So I'm sitting here sampling my amazing "Chocolate Secrets" Chocolate that was a birthday gift from Kat. I chose to eat the purple one because it looked pretty, and I love white chocolate and lavender. For those that have not visited Chocolate Secrets, go now! It's in Dallas, and they also serve kick butt crepes and at night it turns into a Jazz cafe. My favorite drink is their hot chocolate with chilli in it.
So savoring my chocolate moursel got me to thinking. I can never remember a time in my life, except now, where I've had a relatively good relationship with food. Growing up it was misued and I often ate emotionally to the point of making myself sick. It was no longer about enjoying the food set in front of me, but about trying to fill the voids in my life with it. In essence, food became an addiction, but an addiction far worse than alcohol or smoking, or even drugs. Someone who is addicted to food has to constantly be exposed to it, making it *that much* harder to abstain and not overeat. At least smokers, druggies, and alcoholics can choose not to be around those things, and you don't need them to sustain life. It's a whole new ball game with food, and it only takes one look at the infamous 1,000lb man to realize that food addiction is deadly, lifechanging, and even if you over come it, it has side effects. Even if that 1,000lb man loses weight, think of all the surgeries and procedures he'll have to endure to get the extra skin off.
For the past few days, I've been experimenting with changing both my diet and my mindset. A)I cut out most carbs because let's face it, I'm totally addicted, and B)I've been trying to let myself have what I want, other than carbs, in small healthy amounts so that I don't feel deprived. Hence eating a glorious piece of gourmet chocolate. I'll eventually add pasta and bread back in (the gluten free kind that is), but it's like quitting any addiction. I have to seperate myself from it so my body no longer craves it, and so that I learn new ways of dealing with difficult emotions besides turning to food.

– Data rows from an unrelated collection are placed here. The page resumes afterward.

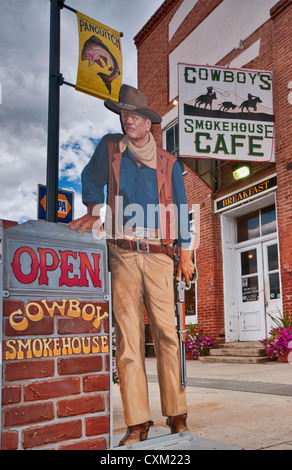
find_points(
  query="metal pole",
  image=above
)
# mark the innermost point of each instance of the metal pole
(53, 115)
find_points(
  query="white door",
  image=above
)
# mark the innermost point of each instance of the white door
(251, 297)
(273, 302)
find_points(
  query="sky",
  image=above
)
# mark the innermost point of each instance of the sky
(24, 72)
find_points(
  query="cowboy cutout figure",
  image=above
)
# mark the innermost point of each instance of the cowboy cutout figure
(141, 175)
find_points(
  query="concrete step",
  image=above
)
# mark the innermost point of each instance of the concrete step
(237, 353)
(240, 344)
(235, 359)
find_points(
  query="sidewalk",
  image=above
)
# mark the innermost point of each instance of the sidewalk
(259, 418)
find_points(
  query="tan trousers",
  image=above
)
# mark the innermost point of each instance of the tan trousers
(138, 277)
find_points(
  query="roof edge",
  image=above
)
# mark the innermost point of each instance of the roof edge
(166, 6)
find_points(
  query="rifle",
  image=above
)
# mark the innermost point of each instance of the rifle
(179, 301)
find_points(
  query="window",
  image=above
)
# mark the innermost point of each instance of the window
(256, 224)
(172, 142)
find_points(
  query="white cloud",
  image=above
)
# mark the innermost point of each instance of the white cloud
(24, 51)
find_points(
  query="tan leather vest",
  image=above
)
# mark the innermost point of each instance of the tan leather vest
(165, 162)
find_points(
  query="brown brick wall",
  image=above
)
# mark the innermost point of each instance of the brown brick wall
(276, 56)
(57, 402)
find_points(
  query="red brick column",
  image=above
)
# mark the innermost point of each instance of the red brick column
(57, 395)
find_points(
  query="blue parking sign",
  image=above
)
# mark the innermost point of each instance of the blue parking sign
(65, 204)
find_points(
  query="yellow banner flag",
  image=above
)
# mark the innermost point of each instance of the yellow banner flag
(100, 63)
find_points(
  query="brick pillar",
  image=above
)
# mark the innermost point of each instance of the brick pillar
(56, 367)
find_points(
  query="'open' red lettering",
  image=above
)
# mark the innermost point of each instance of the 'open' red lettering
(75, 267)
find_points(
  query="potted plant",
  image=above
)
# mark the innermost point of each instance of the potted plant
(279, 343)
(198, 343)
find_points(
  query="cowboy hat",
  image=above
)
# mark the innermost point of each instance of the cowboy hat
(132, 99)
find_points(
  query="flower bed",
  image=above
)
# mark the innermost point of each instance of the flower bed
(279, 342)
(197, 342)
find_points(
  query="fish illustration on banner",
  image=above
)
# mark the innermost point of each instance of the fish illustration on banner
(100, 63)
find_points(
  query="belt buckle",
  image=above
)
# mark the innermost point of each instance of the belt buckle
(142, 243)
(142, 232)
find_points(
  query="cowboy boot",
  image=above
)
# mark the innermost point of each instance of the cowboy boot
(136, 433)
(177, 424)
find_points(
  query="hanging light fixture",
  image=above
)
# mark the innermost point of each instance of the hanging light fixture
(241, 170)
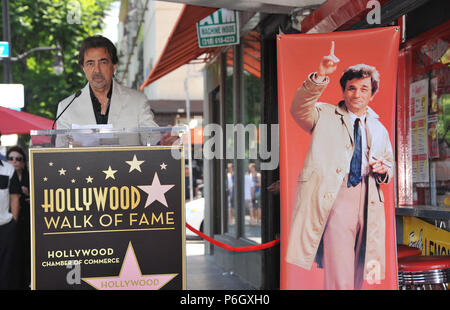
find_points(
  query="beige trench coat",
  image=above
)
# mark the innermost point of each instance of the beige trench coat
(326, 165)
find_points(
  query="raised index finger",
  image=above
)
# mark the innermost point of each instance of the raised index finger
(332, 56)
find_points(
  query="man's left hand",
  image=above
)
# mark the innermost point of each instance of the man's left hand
(378, 166)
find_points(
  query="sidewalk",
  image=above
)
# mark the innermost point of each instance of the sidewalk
(204, 274)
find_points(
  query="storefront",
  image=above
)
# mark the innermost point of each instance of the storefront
(241, 88)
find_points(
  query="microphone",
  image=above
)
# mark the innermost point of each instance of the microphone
(77, 94)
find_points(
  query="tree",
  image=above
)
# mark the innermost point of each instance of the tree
(37, 23)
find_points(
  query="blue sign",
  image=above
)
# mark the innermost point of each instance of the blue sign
(4, 49)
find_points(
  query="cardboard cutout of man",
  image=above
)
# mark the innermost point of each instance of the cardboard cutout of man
(338, 219)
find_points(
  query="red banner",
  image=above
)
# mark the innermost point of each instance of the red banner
(337, 233)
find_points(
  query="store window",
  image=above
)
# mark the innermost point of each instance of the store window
(242, 116)
(230, 201)
(251, 108)
(424, 120)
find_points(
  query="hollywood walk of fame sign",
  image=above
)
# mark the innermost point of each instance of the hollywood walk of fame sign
(108, 218)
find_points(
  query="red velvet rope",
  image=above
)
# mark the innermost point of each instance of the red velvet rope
(234, 249)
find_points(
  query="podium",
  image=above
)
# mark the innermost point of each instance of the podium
(107, 209)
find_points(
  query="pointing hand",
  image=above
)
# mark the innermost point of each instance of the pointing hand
(328, 64)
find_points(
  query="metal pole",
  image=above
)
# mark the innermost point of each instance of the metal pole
(6, 37)
(188, 116)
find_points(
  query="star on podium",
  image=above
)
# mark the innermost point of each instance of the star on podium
(130, 277)
(109, 173)
(156, 191)
(135, 164)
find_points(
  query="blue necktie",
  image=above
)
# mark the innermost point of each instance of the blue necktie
(354, 177)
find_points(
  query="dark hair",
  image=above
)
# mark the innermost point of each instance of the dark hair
(361, 71)
(94, 42)
(17, 149)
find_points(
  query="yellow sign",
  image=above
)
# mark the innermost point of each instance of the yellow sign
(427, 237)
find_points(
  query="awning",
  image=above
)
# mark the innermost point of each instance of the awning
(19, 122)
(182, 46)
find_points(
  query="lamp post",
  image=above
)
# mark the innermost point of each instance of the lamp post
(7, 38)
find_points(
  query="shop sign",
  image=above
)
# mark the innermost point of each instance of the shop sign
(107, 218)
(12, 96)
(426, 237)
(218, 29)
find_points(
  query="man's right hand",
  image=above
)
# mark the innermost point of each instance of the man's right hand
(328, 64)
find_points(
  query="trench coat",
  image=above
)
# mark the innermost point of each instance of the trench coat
(326, 164)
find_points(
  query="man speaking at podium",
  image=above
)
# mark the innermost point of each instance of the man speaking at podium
(103, 100)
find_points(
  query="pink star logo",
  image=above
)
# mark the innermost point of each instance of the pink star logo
(156, 191)
(130, 277)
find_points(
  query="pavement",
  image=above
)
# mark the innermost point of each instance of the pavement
(203, 274)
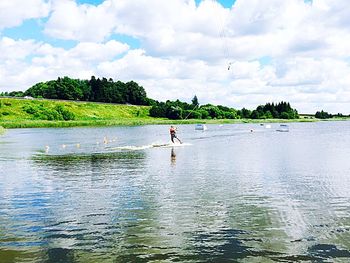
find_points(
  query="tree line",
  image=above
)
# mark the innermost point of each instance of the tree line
(95, 89)
(109, 91)
(182, 110)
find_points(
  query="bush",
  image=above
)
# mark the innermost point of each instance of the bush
(64, 113)
(29, 109)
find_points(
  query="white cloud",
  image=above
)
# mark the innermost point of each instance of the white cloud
(80, 22)
(185, 50)
(14, 12)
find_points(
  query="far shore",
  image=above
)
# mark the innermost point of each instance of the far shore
(145, 121)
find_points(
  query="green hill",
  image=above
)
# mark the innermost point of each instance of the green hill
(20, 113)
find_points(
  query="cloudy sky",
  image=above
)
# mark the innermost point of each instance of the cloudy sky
(238, 53)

I admire the French way of eating, and that's where I'm trying to get my attitude towards food to head. I like that they absolutely love food, but that they are satisfied with much smaller portions of gourmet goodness. Anton Ego: I don't LIKE food. I LOVE it. If I don't love it, I don't SWALLOW. ~Ratatouille
So far, 10 more lbs down, and tons to go. But the weight loss isn't what I care about anymore. I just want to have a right relationship with food again.